Running Individual Steps

# Download recordings (skip already downloaded)
python download_recordings.py --min-duration 30

# Cluster with custom count
python cluster_demographics.py --clusters 3

# Build training data with larger context window
python build_training_data.py --window-size 7

# Fine-tune via Mistral API
python fine_tune.py --base-model open-mistral-nemo

# Fine-tune locally with LoRA (GPU required)
python finetune_job.py --all-clusters                    # Train all clusters
python finetune_job.py --cluster 0 --epochs 3            # Train single cluster
python finetune_job.py --all-clusters --lora-rank 64     # Higher LoRA rank
python finetune_job.py --all-clusters --no-wandb         # Disable W&B tracking

# Run only one demographic
python run_agents.py --cluster 0 --max-steps 20 --max-duration 120

# Run the agentic loop with local LoRA model
python agentic_loop.py --url http://localhost:3000 --app-description "..."

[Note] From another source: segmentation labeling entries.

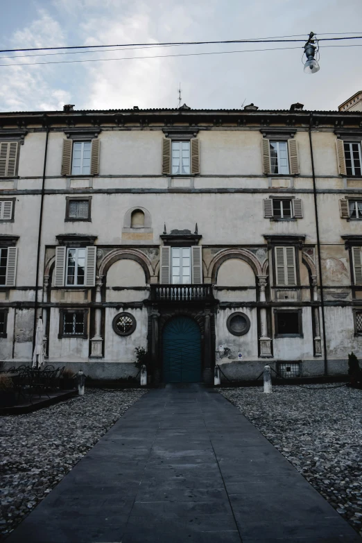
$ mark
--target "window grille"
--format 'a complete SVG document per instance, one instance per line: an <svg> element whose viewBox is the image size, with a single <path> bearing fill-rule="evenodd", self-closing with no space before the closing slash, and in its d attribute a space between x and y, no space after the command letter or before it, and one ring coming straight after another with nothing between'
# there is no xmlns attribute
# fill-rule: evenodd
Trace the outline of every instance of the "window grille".
<svg viewBox="0 0 362 543"><path fill-rule="evenodd" d="M85 314L80 313L67 312L63 313L63 335L64 336L84 336L85 334Z"/></svg>
<svg viewBox="0 0 362 543"><path fill-rule="evenodd" d="M300 366L298 362L278 364L278 373L284 379L300 377Z"/></svg>
<svg viewBox="0 0 362 543"><path fill-rule="evenodd" d="M356 311L356 332L362 334L362 311Z"/></svg>

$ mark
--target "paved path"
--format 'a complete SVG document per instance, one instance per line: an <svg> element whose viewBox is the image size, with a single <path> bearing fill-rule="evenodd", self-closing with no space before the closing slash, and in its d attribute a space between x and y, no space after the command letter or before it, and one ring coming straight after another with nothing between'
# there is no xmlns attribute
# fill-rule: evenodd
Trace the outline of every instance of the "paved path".
<svg viewBox="0 0 362 543"><path fill-rule="evenodd" d="M241 541L361 539L222 396L169 385L131 407L6 543Z"/></svg>

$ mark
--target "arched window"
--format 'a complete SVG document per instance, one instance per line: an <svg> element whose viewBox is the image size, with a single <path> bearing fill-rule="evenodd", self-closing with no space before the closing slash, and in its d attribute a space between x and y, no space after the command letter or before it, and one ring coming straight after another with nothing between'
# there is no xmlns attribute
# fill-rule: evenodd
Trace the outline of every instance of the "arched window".
<svg viewBox="0 0 362 543"><path fill-rule="evenodd" d="M144 213L141 209L132 212L131 228L144 228Z"/></svg>

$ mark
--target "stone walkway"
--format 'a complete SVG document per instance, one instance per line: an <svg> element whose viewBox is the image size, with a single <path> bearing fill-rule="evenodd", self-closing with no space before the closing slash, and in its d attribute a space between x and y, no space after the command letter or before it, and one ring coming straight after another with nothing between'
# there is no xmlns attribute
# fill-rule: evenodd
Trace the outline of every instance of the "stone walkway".
<svg viewBox="0 0 362 543"><path fill-rule="evenodd" d="M150 390L6 543L361 542L225 398Z"/></svg>

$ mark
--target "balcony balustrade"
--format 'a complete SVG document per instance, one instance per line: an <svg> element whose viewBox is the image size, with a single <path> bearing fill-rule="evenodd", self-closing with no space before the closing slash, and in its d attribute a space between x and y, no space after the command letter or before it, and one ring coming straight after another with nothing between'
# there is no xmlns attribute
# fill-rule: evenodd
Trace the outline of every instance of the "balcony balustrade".
<svg viewBox="0 0 362 543"><path fill-rule="evenodd" d="M151 300L157 302L207 302L214 300L211 284L151 285Z"/></svg>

# Run end-to-end pipeline on a single recording
python run_pipeline.py <recording.json>

# Process synthetic sessions (flat-event JSON format)
python process_synthetic_batch.py --clusters 3 --concurrency 5

# Generate policies for all described sessions
python generate_all_policies.py

# Run evaluation scorers
python evaluation.py

Fine-Tuning Options

Approach Script Where Requirements
Mistral API fine_tune.py Cloud (Mistral servers) MISTRAL_API_KEY
Local LoRA finetune_job.py Your GPU server A100 80GB recommended, PyTorch, PEFT, TRL
vLLM Serving serve_vllm.sh Your GPU server vLLM, trained LoRA adapters

The local LoRA approach fine-tunes Mistral-7B-Instruct-v0.3 with per-cluster LoRA adapters. It supports Flash Attention 2, fused AdamW, gradient checkpointing, and packing for efficient A100 training.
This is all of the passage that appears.